There are also innumerable search engines that
specialize in a subset of the Web, or in searching specific non-Web
databases, and these engines often prompt searchers to dig deeper by
enlisting specific criteria. A prominent example is Amazon.com's
book-searching engine, which allows one to search its catalog with an
eye for books that offer an unusually large number of words per pound,
among many other odd but conceivably useful categories. A number
of companies are working to make video searchable. IBM, for one,
struck a deal with the NFL in 2005 to do so with all the NFL's game
films, allowing a coach to call up in five seconds, for example, all of
an upcoming opponent's third-down plays with four yards to go for a
first down--the sort of task that had previously taken six hours.
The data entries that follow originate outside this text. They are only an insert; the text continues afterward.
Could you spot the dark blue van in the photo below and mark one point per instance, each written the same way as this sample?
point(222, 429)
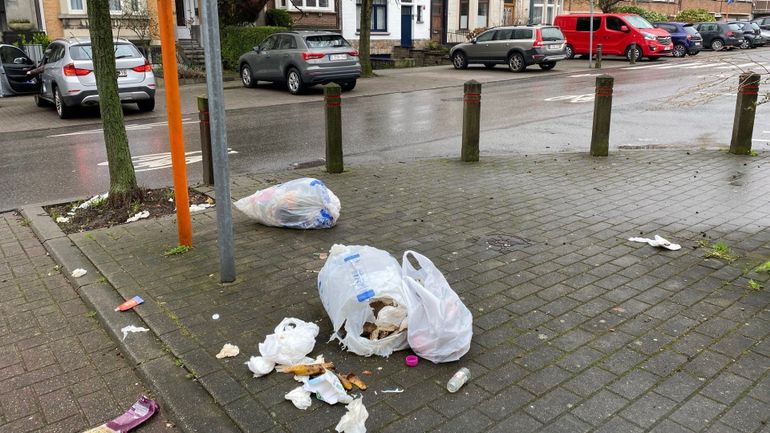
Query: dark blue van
point(685, 37)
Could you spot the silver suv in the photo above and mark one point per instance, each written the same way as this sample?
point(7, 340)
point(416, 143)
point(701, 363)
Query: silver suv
point(517, 47)
point(301, 59)
point(68, 79)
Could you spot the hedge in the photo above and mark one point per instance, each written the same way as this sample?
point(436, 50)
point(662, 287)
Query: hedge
point(237, 41)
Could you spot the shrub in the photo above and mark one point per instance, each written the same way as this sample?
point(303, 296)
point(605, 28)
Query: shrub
point(694, 16)
point(647, 14)
point(238, 40)
point(278, 18)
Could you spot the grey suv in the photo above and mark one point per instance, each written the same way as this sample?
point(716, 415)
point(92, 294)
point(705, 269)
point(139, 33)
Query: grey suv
point(301, 59)
point(68, 79)
point(517, 47)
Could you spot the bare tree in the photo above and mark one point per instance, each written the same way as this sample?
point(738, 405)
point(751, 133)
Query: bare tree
point(123, 186)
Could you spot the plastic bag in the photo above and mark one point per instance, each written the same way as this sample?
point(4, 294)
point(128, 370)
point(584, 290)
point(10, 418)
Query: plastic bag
point(353, 280)
point(304, 203)
point(440, 325)
point(292, 340)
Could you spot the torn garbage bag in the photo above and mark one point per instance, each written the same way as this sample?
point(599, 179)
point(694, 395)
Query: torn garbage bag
point(304, 203)
point(440, 325)
point(361, 290)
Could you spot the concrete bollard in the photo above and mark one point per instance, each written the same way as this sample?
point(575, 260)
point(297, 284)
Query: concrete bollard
point(205, 128)
point(600, 135)
point(471, 121)
point(333, 111)
point(599, 57)
point(745, 109)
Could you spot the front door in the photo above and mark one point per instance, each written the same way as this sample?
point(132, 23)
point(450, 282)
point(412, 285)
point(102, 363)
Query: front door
point(406, 26)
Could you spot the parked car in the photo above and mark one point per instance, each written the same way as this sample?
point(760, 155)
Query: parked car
point(69, 82)
point(619, 34)
point(685, 38)
point(719, 36)
point(752, 34)
point(517, 47)
point(14, 65)
point(301, 59)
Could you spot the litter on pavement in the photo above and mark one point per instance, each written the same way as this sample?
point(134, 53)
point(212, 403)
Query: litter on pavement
point(141, 411)
point(658, 242)
point(304, 203)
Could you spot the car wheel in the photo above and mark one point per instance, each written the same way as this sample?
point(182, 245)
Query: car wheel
point(146, 105)
point(516, 62)
point(569, 51)
point(246, 77)
point(459, 61)
point(348, 85)
point(679, 50)
point(63, 110)
point(547, 66)
point(294, 82)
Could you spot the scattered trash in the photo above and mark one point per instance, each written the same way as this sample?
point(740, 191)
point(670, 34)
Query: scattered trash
point(131, 328)
point(354, 420)
point(300, 397)
point(328, 388)
point(138, 216)
point(141, 411)
point(355, 285)
point(658, 242)
point(228, 351)
point(440, 325)
point(304, 203)
point(459, 379)
point(392, 391)
point(290, 343)
point(131, 303)
point(200, 207)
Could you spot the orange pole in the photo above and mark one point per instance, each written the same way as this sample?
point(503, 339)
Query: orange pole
point(174, 112)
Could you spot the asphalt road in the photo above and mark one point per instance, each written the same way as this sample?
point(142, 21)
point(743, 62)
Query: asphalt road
point(667, 103)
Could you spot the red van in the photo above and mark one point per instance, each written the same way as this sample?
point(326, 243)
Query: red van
point(616, 32)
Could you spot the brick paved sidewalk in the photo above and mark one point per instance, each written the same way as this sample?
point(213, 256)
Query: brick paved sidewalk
point(575, 328)
point(59, 371)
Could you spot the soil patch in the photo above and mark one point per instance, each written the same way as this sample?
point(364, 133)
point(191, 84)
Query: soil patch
point(73, 219)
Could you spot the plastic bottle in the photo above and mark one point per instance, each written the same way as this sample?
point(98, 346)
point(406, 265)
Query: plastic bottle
point(458, 380)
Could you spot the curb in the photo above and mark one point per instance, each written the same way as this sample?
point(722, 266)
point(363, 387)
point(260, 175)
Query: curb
point(191, 406)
And then there's the search engine BananaSlug, which adds a random
search term, such as "coral," or "justice," to your specified search
terms. Strange as it sounds, you simply have to try it to
appreciate its utility.
Some of these techniques work by trying to
impose more order on the search process than Googling does, and some
less. One manager at the search company Fast routinely draws on a
portfolio of 30 different search engines to track down
information. In the end, there probably will never be one search
technique, or one particular level of order, that will always prove
appropriate or sufficient for dealing with a giant mess, and especially
one as gigantic as the Web. And somehow, that seems fitting.